I decided to sleep in and not go into work until around 1 today. Ah the beauty of being a graduate student assistant. Anyway, in the midst of doing laundry and re-potting plants, I decided to take those pictures that I promised Fluxx to show and example of the knitting styles. So here we are. The first two pictures are continental style, where the yarn is carried on the left hand, which really reminds me of how I carried the yarn for crocheting.
Next, is one picture of english style knitting, which is hard to take a picture of when you are right handed! The yarn is "thrown" around the needles with the right hand instead of "picked" off the yarn held in the left as in the continental style.
I'm really liking the continental for knitting stitch, but having a hard time with the purl stitch still. I need to practice more. Finding the time is the hard part.
I'm going to try to get some WIP pics up later on tonight.
Heya,thanks for not forgetting about the styles!
I just have a problem: There's only two photos there, both showing the yarn in your left hand. Is it my computer or is it vox?
By the way, you know that with the purl stitch, you have the yarn in front of the needles, not behind as with the knit stitch? Does that solve your hard time or do you have a different problem with purling? If that is the case: Can you post pictures?
I guess I forgot to put that last pic in hehe. Anyway, yeah I know to have the yarn at the front, I think it's just that it's the different way of doing things that is fouling up the process.
you knit/purl differently than I do, though I think I sort of do it continental, trouble is I may have learned from a left handed knitter and I do not do the full arm wrap, if that makes sense.
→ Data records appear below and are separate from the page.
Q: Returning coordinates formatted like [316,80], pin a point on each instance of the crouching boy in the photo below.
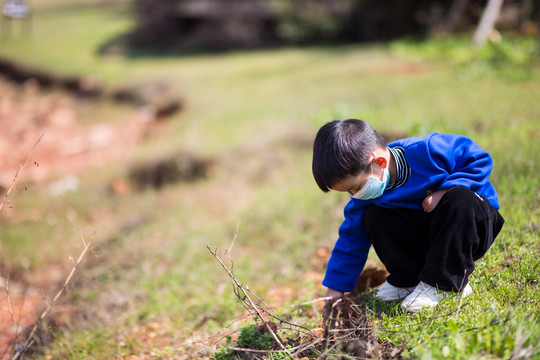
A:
[425,203]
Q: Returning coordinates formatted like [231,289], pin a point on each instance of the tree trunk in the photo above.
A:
[489,16]
[455,15]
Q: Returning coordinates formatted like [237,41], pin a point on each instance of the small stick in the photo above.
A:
[252,303]
[31,337]
[22,166]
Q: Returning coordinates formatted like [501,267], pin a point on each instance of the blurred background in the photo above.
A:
[154,129]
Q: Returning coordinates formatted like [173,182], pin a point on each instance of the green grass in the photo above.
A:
[242,108]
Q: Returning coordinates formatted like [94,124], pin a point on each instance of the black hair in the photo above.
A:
[341,149]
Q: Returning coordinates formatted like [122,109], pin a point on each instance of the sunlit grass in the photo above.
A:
[151,261]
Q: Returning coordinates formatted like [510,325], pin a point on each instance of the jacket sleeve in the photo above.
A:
[465,162]
[351,250]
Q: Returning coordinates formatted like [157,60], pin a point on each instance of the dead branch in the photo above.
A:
[251,303]
[31,337]
[21,167]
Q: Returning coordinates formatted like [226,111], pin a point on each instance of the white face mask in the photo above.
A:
[373,188]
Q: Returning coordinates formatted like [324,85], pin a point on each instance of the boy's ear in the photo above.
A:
[381,162]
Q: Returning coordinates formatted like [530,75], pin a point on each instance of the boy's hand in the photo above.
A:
[332,307]
[431,201]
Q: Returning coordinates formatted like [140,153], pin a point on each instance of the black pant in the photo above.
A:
[439,247]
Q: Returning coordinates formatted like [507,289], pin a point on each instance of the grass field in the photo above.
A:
[151,287]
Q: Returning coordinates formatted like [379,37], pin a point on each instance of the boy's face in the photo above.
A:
[353,184]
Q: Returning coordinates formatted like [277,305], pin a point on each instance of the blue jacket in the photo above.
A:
[437,161]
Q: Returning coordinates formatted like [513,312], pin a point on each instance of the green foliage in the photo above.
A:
[513,57]
[161,268]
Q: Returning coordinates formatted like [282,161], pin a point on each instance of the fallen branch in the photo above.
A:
[31,337]
[21,167]
[251,303]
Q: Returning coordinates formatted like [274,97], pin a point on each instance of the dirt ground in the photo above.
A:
[41,136]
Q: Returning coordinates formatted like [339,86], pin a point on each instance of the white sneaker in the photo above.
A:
[427,296]
[389,292]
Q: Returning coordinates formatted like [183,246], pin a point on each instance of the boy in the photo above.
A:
[425,203]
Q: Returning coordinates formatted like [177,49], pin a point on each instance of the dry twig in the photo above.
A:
[31,337]
[21,167]
[253,306]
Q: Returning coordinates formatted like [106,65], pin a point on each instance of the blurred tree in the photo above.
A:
[487,22]
[231,24]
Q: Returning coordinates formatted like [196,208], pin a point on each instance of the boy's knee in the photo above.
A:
[372,216]
[461,200]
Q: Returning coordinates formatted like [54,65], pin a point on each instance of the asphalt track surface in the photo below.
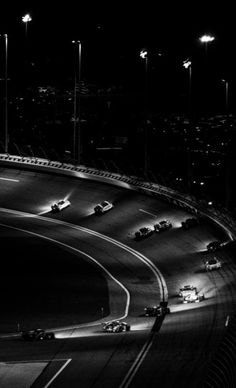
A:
[177,354]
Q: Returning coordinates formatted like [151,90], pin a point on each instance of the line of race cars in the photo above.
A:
[143,232]
[188,293]
[100,208]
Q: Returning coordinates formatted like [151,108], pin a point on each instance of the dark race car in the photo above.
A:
[60,205]
[214,246]
[115,327]
[157,311]
[103,207]
[37,335]
[143,233]
[190,222]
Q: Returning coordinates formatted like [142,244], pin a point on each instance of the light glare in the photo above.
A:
[26,18]
[206,38]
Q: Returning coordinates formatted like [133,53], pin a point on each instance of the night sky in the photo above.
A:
[112,34]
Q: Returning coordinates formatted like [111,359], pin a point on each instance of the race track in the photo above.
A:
[130,275]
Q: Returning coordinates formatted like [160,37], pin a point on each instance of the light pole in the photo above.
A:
[187,64]
[26,19]
[226,95]
[144,55]
[76,118]
[206,39]
[6,93]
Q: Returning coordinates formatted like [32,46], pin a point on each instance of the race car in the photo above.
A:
[115,327]
[143,233]
[190,222]
[103,207]
[157,311]
[193,298]
[60,205]
[213,263]
[213,246]
[37,335]
[186,290]
[162,225]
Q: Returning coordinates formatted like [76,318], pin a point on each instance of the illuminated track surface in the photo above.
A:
[83,356]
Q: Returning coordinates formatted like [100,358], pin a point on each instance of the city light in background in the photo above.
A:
[90,114]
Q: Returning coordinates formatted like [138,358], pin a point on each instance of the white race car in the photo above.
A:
[193,298]
[162,226]
[115,327]
[103,207]
[213,263]
[60,205]
[186,290]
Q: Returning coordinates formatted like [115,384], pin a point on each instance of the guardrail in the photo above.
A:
[219,376]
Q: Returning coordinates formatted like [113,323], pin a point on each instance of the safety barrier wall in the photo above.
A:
[222,369]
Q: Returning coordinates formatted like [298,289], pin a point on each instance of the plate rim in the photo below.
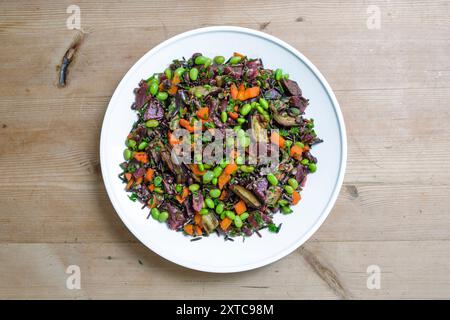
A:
[343,160]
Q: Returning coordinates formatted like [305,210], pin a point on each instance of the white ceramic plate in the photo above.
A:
[213,254]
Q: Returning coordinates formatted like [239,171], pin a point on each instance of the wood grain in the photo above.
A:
[393,85]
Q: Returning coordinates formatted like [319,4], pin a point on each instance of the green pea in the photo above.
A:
[219,208]
[293,183]
[288,143]
[200,60]
[289,190]
[217,171]
[179,71]
[131,143]
[193,74]
[209,203]
[264,103]
[143,145]
[246,108]
[155,213]
[194,187]
[219,59]
[163,216]
[240,120]
[272,179]
[235,60]
[224,116]
[278,74]
[127,154]
[153,88]
[168,73]
[286,210]
[161,96]
[214,193]
[208,176]
[237,222]
[230,214]
[244,216]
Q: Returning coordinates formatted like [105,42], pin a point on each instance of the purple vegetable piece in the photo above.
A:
[291,87]
[154,111]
The yarn is always in my left hand be it knitting or purling… the location of my finger just changes.
Ok I have to stop writing everything seem so funny out of context. I need coffee.
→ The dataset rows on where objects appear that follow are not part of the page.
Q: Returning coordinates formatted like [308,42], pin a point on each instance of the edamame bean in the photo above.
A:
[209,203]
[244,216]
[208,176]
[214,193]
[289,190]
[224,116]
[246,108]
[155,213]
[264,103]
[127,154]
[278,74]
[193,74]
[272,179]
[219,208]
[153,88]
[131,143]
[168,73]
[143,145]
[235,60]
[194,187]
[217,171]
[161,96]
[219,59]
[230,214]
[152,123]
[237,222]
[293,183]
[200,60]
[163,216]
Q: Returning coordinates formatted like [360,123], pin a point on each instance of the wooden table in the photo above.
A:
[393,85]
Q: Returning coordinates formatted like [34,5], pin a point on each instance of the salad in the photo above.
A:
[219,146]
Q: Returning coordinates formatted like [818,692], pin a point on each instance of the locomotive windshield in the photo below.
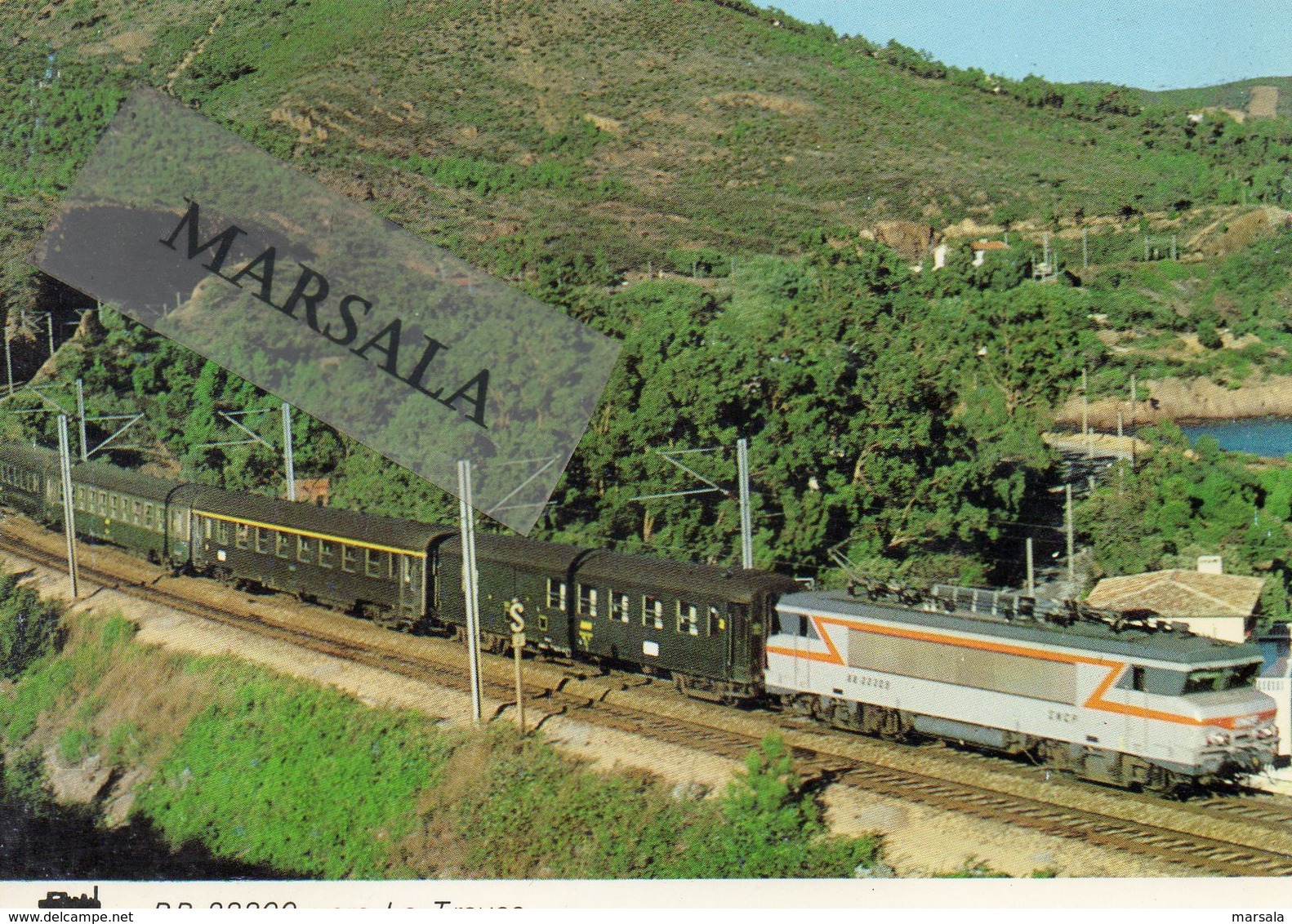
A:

I want to learn how to KNIT! It's so relaxing….
Go run some multiple regression in SPSS. . .that's all the mental heath therapy one needs;)
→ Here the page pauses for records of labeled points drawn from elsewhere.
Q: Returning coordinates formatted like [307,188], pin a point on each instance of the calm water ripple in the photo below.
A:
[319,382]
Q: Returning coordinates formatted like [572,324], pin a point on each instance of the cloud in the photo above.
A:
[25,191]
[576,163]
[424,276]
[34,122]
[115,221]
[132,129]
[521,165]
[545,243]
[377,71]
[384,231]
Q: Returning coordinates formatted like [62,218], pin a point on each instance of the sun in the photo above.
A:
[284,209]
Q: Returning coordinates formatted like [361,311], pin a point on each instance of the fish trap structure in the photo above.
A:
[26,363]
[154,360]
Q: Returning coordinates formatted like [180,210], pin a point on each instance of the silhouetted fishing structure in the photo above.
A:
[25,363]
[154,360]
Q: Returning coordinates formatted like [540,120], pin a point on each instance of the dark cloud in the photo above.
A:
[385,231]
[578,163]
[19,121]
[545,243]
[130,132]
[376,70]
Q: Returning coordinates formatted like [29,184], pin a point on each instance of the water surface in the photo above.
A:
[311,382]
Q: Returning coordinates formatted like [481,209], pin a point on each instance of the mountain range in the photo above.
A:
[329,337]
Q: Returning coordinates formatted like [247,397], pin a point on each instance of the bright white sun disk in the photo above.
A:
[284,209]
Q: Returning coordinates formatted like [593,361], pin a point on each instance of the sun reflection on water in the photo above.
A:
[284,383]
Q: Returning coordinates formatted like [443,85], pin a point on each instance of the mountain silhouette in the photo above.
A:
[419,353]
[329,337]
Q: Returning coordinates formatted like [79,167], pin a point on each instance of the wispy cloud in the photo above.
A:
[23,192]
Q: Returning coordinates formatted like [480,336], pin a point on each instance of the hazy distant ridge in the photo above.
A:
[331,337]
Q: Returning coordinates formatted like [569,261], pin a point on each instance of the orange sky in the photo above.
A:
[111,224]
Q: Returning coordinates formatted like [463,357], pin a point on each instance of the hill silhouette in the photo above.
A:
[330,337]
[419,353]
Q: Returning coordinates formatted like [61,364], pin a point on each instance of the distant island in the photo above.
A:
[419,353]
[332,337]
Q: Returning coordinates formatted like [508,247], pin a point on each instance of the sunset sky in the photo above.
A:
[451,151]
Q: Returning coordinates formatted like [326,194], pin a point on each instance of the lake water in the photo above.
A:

oh that made me laugh. I'm a SAS girl who sometimes dabbles in R
Ok, next time you and JC end up in OC, stop by my wife's Uncle's place and while relaxing fishing, you can run any 'ole dayum stat package ya want! They're all so relaxing;) Just don't drink all the beer or no one is gonna relax when I get there:O
but this dabbling in R . . . isn't that as impossible as being slightly pregnant??:O
Thanks once more!
I still don't really understand how not-continental style works. But then, since continental is quicker and I like things to go quick, maybe I just don't need to know.
I'm more puzzled by your purling problem. You have the yarn in front, you insert the hook from behind and pull the yarn through – it is exactly mirrored from the knit version. — As a kid, I did not like purling, so I just switched hands: yarn to the right hand and knit with the left hand. Since I'm no good with my left hand it took longer than purling, but I felt I had saved myself a lot of trouble. And it was nice to just see the piece from the right side all the time.
Yay for mental health days! That's something that I took very seriously in the past, making sure that periodically, I did a day with no plans, just to help my mental health
I haven't done one recently, but it sure is a blessing to me when I do them
And I've found that knitting continental actually speeds things up for me when I'm alternating knit and purl because I don't have to move my right hand nearly as much – it's more moving my pointer finger on my left hand from the back to the front, which speeds me up. I got really good at continental when I worked on a scarf that was *k1,p1*, it gave me a lot of time to get used to it!
Very good! I've never quite figured out continental style, although a few of my European friends knit this way and swear that it's faster once you get the hang of it.